As the third generation of solar cells, the perovskite solar cells (PSCs) have developed rapidly in recent years, especially the all-inorganic PSCs, which have caught lots of attention from researchers for their excellent stability in thermal and humidity and high voltage. However, in the field of CsPbBr₃ PSCs, the perovskite films made from a multi-step spin-coating method have inferior quality, which hinders their development. In this report, we propose a method of replacing methanol with green solvent water to dissolve CsBr to achieve the goal of using a two-step spin-coating method to fabricate the perovskite films without any environmental damage. Meanwhile, polyacrylic acid sodium (PAAS) was introduced into the upper interface between the CsPbBr₃ films and carbon electrode to form a polymer layer with interface passivation.
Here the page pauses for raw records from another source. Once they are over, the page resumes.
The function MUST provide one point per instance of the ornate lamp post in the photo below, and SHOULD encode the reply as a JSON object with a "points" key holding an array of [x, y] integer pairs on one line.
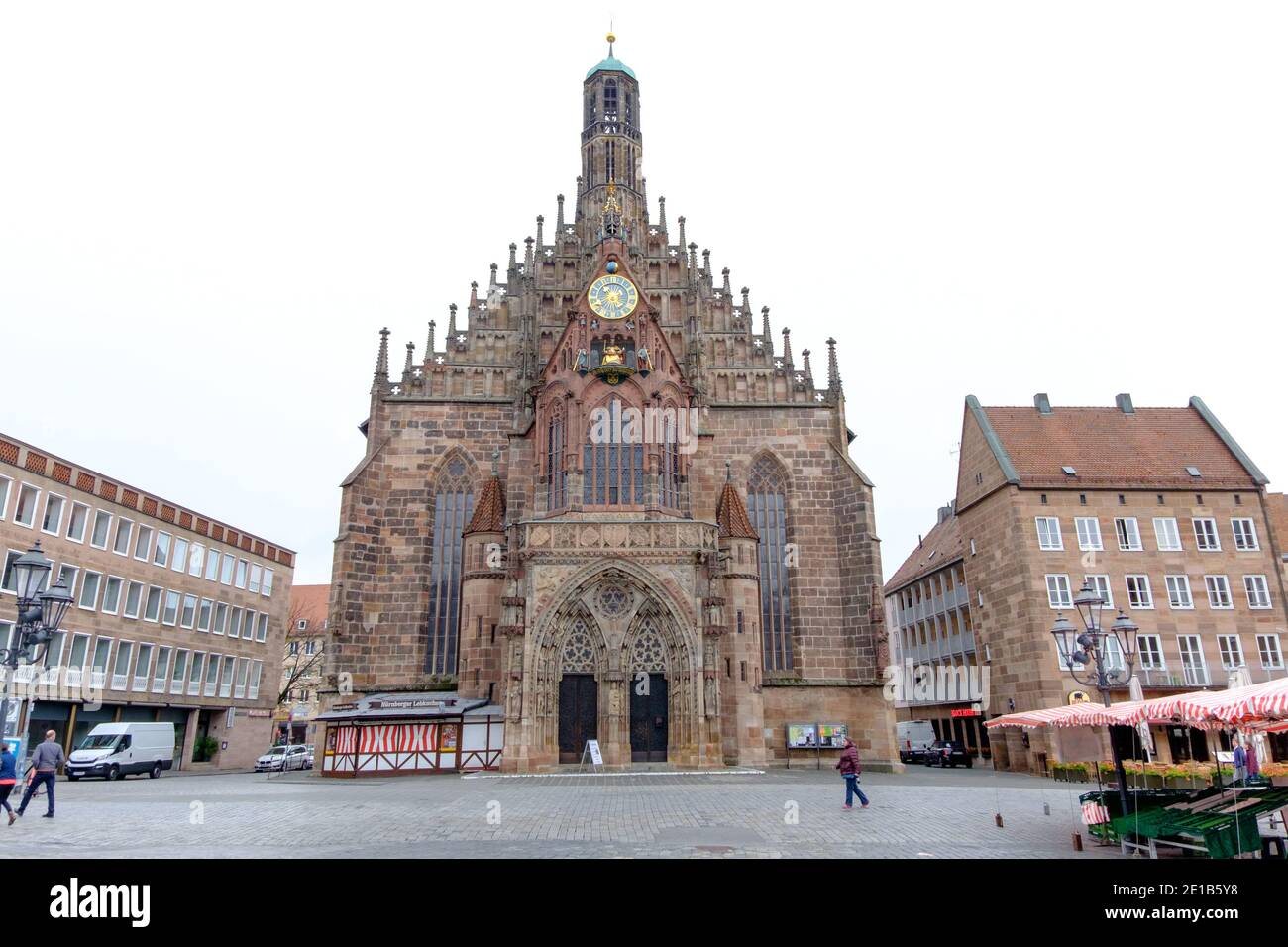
{"points": [[1087, 657], [39, 616]]}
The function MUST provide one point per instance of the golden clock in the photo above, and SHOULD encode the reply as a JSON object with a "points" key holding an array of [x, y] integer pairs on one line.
{"points": [[612, 296]]}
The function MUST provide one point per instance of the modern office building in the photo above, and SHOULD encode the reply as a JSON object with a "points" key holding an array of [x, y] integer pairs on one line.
{"points": [[175, 616]]}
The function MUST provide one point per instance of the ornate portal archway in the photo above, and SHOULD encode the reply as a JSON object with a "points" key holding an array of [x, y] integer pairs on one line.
{"points": [[609, 650]]}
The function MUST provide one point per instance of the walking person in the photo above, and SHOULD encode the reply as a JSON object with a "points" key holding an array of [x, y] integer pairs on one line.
{"points": [[46, 761], [8, 779], [850, 770]]}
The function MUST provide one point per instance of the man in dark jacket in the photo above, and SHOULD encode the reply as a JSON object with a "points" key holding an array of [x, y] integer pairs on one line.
{"points": [[849, 767], [46, 761]]}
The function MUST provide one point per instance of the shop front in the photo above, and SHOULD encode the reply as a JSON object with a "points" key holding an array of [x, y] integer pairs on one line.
{"points": [[395, 735]]}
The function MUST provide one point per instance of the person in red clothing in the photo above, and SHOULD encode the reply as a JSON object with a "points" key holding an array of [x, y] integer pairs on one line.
{"points": [[850, 770]]}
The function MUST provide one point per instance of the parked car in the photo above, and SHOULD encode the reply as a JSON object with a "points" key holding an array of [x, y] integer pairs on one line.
{"points": [[282, 758], [948, 753], [114, 750], [914, 737]]}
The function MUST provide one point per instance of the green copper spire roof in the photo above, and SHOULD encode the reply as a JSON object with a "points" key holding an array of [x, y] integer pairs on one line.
{"points": [[612, 63]]}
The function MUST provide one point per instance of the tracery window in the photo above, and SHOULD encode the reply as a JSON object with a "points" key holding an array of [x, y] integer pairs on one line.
{"points": [[767, 505], [454, 505], [555, 474], [612, 460]]}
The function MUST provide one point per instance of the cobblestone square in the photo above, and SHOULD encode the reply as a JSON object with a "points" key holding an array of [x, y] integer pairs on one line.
{"points": [[778, 813]]}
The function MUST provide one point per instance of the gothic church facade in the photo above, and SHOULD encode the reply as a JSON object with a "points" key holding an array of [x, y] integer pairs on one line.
{"points": [[610, 502]]}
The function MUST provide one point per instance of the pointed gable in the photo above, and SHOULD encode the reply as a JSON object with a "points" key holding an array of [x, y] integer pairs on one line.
{"points": [[489, 510], [732, 515]]}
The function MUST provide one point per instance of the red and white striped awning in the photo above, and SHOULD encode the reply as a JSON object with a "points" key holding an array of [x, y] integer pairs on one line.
{"points": [[1254, 706]]}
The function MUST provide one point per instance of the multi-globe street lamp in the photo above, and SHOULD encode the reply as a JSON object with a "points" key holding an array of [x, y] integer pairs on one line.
{"points": [[1086, 656], [39, 617]]}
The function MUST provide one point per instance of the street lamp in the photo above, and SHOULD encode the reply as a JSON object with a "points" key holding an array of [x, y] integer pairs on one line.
{"points": [[1087, 657], [40, 612]]}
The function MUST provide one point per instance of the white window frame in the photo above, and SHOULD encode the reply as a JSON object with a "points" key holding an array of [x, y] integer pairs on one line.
{"points": [[1222, 581], [1275, 655], [128, 648], [1231, 659], [128, 526], [143, 540], [44, 514], [35, 505], [1059, 598], [1136, 603], [1167, 535], [71, 522], [120, 587], [140, 604], [179, 554], [107, 530], [1192, 646], [1089, 534], [1121, 527], [140, 682], [1051, 541], [211, 573], [147, 604], [161, 551], [1258, 598], [98, 589], [196, 674], [1102, 585], [97, 678], [170, 613], [165, 652], [1180, 595], [1202, 536], [1247, 526], [179, 676]]}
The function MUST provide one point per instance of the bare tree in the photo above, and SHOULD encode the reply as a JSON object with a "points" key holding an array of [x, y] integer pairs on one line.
{"points": [[300, 665]]}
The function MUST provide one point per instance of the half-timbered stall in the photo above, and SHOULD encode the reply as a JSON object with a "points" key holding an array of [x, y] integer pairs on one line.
{"points": [[391, 735]]}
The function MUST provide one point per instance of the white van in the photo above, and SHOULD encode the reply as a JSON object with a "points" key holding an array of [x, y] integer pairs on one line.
{"points": [[114, 750], [914, 737]]}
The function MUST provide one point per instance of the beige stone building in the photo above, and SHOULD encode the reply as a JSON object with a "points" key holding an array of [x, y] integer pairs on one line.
{"points": [[175, 616], [301, 664], [612, 502], [1159, 509]]}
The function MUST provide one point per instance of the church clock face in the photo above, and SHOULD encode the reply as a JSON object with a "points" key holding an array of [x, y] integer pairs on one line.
{"points": [[612, 296]]}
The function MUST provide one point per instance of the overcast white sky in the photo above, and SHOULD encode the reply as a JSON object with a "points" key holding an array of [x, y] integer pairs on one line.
{"points": [[207, 213]]}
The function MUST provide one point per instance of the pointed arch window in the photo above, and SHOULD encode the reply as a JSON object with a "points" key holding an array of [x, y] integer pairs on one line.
{"points": [[612, 460], [555, 492], [670, 478], [767, 505], [454, 505]]}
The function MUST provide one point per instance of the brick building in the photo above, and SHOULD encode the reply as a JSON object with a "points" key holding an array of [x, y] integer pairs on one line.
{"points": [[175, 616], [610, 501], [1158, 508]]}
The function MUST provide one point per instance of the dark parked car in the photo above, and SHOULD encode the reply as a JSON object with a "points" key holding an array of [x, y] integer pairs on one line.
{"points": [[948, 753]]}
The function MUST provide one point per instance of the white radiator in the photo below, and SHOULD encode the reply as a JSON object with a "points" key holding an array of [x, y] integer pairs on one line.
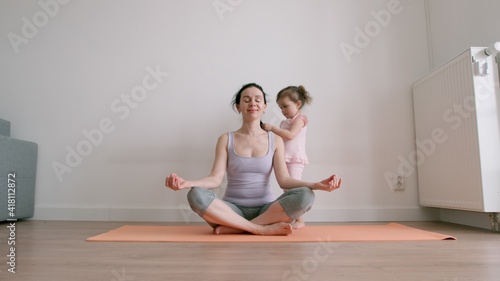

It was confirmed by infrared spectroscopy (IR) that the PAAS was successfully introduced. Through the analysis with X-ray diffraction (XRD), atomic force microscope (AFM) and scanning electron microscope (SEM), the perovskite films were found to be more uniform and smoother, which will exhibit the non-radioactive recombination at the interface after the PAAS modification. We assume that the PAAS polymer layer works as a defect passivator for the perovskite films and provides a water-proof protection for the perovskite films while improving the energy level matching for faster carriers' mobility. Meanwhile, the results of ultraviolet-visible spectroscopy (UV-vis) and other electrochemical characterizations suggested that the perovskite films with PAAS modification had a stronger ability to generate carriers and more effective suppression for the recombination of photo-generated carriers. Adjusting the concentration of the PAAS solution, we found that when the concentration comes to 1.5 mg•mL⁻¹, the optimized device gains superb photovoltaic performance than the pristine devices with highest open circuit voltage (V_OC) of 1.58 V, short circuit current density (J_SC) of 8.09 mA•cm⁻², fill factor (FF) of 77.21% and photoelectric conversion efficiency (PCE) of 9.90%, marking a giant leap in the field of all-inorganic PSCs.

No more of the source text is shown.